Mainstream history relates how human beings hunted their way out of Africa and eventually reached the landmass now called South America about 15,000 years ago. Trading across vast mountain ranges and coastal deserts instigated a requirement to communicate increasingly more complicated ideas over greater distances and for new ways to convey and record information. Long before formal written systems of communication were developed, ancient cultures in the Andes mountains kept track of dominant natural phenomena and weather cycles, important cultural, political and mythological events in a woven symbolic language; a rich artistic communication system, enshrined in textiles and fabrics.
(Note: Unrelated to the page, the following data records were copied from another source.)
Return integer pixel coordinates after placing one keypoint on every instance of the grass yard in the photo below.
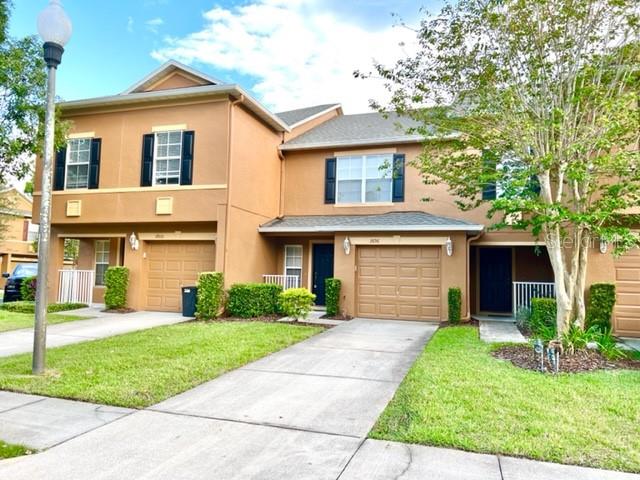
(142, 368)
(457, 395)
(14, 321)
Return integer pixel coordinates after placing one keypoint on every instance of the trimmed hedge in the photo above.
(543, 317)
(210, 296)
(28, 288)
(602, 298)
(30, 307)
(454, 298)
(296, 302)
(116, 281)
(248, 300)
(332, 296)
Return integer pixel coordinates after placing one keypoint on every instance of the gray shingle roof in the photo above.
(391, 221)
(291, 117)
(360, 129)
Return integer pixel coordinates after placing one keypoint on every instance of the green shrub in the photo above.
(116, 280)
(30, 307)
(296, 302)
(454, 298)
(28, 288)
(332, 296)
(210, 296)
(602, 298)
(247, 300)
(543, 317)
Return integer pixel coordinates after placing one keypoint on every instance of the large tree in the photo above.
(540, 98)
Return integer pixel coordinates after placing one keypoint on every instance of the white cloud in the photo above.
(300, 52)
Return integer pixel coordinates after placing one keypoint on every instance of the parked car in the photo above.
(14, 280)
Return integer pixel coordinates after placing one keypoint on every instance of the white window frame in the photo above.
(364, 178)
(100, 260)
(167, 158)
(67, 163)
(286, 267)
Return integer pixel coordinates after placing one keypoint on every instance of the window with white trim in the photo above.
(364, 178)
(166, 158)
(77, 163)
(102, 260)
(293, 261)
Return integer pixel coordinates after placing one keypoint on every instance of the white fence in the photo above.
(286, 281)
(523, 292)
(76, 286)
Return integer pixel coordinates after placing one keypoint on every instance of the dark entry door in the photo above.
(322, 269)
(495, 280)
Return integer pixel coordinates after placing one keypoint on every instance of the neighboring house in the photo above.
(18, 233)
(182, 173)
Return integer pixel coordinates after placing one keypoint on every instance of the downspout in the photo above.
(467, 317)
(227, 221)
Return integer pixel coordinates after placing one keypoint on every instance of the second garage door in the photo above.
(171, 265)
(627, 309)
(399, 282)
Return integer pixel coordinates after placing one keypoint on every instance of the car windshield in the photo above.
(25, 270)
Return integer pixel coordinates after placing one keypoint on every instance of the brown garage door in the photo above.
(627, 310)
(171, 265)
(399, 282)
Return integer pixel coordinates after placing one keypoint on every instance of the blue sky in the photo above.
(288, 53)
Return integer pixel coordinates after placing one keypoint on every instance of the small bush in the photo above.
(116, 280)
(454, 298)
(332, 296)
(210, 296)
(543, 317)
(296, 302)
(28, 288)
(602, 298)
(247, 300)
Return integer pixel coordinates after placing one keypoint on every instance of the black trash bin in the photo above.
(189, 301)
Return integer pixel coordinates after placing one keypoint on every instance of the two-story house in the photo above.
(182, 174)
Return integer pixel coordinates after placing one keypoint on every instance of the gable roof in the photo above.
(361, 129)
(293, 118)
(387, 222)
(164, 71)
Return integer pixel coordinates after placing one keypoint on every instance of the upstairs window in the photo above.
(167, 158)
(77, 162)
(364, 178)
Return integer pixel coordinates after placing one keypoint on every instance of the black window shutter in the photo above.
(398, 178)
(330, 180)
(186, 167)
(94, 163)
(58, 174)
(147, 160)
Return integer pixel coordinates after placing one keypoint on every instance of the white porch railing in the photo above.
(523, 292)
(286, 281)
(76, 286)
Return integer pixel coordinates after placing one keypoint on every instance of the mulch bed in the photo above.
(581, 361)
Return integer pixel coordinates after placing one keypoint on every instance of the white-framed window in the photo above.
(77, 163)
(166, 158)
(102, 260)
(293, 261)
(364, 178)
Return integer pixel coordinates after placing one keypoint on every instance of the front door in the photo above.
(322, 269)
(495, 280)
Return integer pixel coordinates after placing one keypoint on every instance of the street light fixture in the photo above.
(54, 28)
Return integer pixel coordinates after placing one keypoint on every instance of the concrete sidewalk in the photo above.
(104, 325)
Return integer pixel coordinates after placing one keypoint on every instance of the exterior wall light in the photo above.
(346, 245)
(449, 246)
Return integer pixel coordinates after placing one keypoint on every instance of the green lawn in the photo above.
(8, 451)
(13, 320)
(458, 395)
(142, 368)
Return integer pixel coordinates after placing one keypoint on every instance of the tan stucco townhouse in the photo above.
(182, 173)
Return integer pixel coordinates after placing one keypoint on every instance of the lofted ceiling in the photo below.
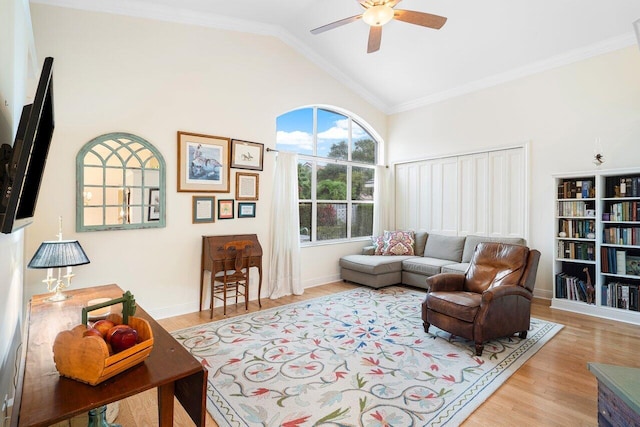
(483, 43)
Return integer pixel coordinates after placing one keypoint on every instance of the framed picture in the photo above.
(154, 205)
(632, 266)
(246, 210)
(246, 155)
(225, 208)
(203, 208)
(203, 163)
(247, 186)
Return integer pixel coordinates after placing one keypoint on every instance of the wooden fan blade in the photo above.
(375, 36)
(335, 24)
(420, 18)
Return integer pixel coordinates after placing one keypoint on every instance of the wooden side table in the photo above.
(618, 394)
(44, 398)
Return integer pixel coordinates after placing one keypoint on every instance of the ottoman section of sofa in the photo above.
(375, 271)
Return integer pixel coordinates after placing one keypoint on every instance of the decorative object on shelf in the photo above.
(203, 209)
(203, 163)
(225, 209)
(247, 186)
(598, 157)
(590, 289)
(246, 155)
(57, 254)
(246, 210)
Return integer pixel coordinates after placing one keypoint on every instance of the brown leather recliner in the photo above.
(491, 300)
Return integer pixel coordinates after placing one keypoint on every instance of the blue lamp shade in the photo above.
(58, 253)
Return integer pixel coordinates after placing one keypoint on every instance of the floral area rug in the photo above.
(356, 358)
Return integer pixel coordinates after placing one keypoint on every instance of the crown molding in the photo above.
(180, 15)
(185, 16)
(570, 57)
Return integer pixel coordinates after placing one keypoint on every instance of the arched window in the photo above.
(121, 184)
(337, 155)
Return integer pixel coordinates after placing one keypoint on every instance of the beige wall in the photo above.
(561, 112)
(115, 73)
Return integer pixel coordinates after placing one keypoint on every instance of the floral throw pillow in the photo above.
(378, 242)
(398, 243)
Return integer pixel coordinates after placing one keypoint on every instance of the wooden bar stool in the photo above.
(234, 280)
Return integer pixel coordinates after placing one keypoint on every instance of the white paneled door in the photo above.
(480, 193)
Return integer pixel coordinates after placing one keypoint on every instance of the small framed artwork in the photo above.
(154, 205)
(225, 208)
(203, 163)
(246, 155)
(203, 209)
(247, 186)
(246, 210)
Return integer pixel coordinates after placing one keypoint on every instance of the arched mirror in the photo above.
(120, 184)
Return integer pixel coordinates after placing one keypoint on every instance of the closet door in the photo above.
(472, 197)
(427, 195)
(507, 193)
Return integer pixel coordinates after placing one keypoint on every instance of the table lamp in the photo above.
(58, 254)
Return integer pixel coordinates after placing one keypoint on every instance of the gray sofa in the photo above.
(434, 253)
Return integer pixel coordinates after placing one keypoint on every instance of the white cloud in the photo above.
(340, 131)
(296, 138)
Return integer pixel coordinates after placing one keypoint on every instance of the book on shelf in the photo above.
(621, 262)
(621, 295)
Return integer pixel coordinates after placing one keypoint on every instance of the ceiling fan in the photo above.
(379, 12)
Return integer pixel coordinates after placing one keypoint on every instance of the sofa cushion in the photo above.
(472, 241)
(378, 245)
(444, 247)
(373, 264)
(460, 267)
(420, 242)
(398, 243)
(425, 265)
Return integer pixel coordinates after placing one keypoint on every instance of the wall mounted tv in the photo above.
(22, 165)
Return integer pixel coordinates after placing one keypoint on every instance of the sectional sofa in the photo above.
(432, 254)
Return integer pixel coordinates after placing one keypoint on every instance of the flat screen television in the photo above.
(22, 165)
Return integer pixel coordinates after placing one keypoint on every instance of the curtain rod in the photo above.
(269, 150)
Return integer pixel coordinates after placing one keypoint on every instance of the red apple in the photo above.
(123, 338)
(92, 332)
(113, 329)
(103, 326)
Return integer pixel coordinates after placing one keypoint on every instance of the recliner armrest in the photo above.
(445, 282)
(506, 290)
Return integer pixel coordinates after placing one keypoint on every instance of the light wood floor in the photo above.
(554, 388)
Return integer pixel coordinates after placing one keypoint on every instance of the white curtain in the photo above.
(284, 263)
(383, 201)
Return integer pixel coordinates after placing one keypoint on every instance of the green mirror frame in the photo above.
(120, 184)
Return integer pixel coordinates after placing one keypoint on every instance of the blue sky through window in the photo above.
(295, 131)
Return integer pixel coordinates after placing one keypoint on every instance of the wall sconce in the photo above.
(58, 254)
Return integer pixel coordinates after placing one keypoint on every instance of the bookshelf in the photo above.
(596, 268)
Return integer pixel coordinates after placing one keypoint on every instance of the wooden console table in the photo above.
(213, 258)
(44, 398)
(618, 394)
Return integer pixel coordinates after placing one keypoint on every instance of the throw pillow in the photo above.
(398, 243)
(378, 243)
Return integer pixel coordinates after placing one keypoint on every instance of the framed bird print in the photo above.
(246, 155)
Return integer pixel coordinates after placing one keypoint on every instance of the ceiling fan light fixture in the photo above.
(377, 16)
Tupa Inca tunic, created between 1450 and 1540 AD. Wool and cotton. 90.2 x 77.15 cm. Dumbarton Oaks, Washington, D.C. (Public Domain)
The Ancient Origins of Weaving
Knitting ancient hunting communities together, cordage production specialists braided, lashed, spliced, threaded, bound and tied together essential survival tools, but the first indications of ‘weaving’, according to an archaeological report on Donsmaps.com: “were found in indistinct textile impressions in clay and burned remnants of cloth at the Upper Palaeolithic Dolní Věstonice site dating to 27,000 years ago.” The oldest known woven textiles and cordage ever found in the Americas were detailed in scholar Kevin Stacey’s 2013 research paper titled Carbon dating identifies South America's oldest textiles as having been: “discovered in Guitarrero Cave, Peru, made from plant fibers dating to between 10,100 and 9,080 BC.”
Archaeologists excavating in the arid coastal deserts of Peru found: “preserved dyed textiles and mummified human skeletons stuffed with plant fibers and wrapped in ropes and canes in the Chilean Chinchoros region dating to 5000 BC.” From this time weaving progressed from using traditional plant fibers to making yarns with the wool of alpacas and llamas.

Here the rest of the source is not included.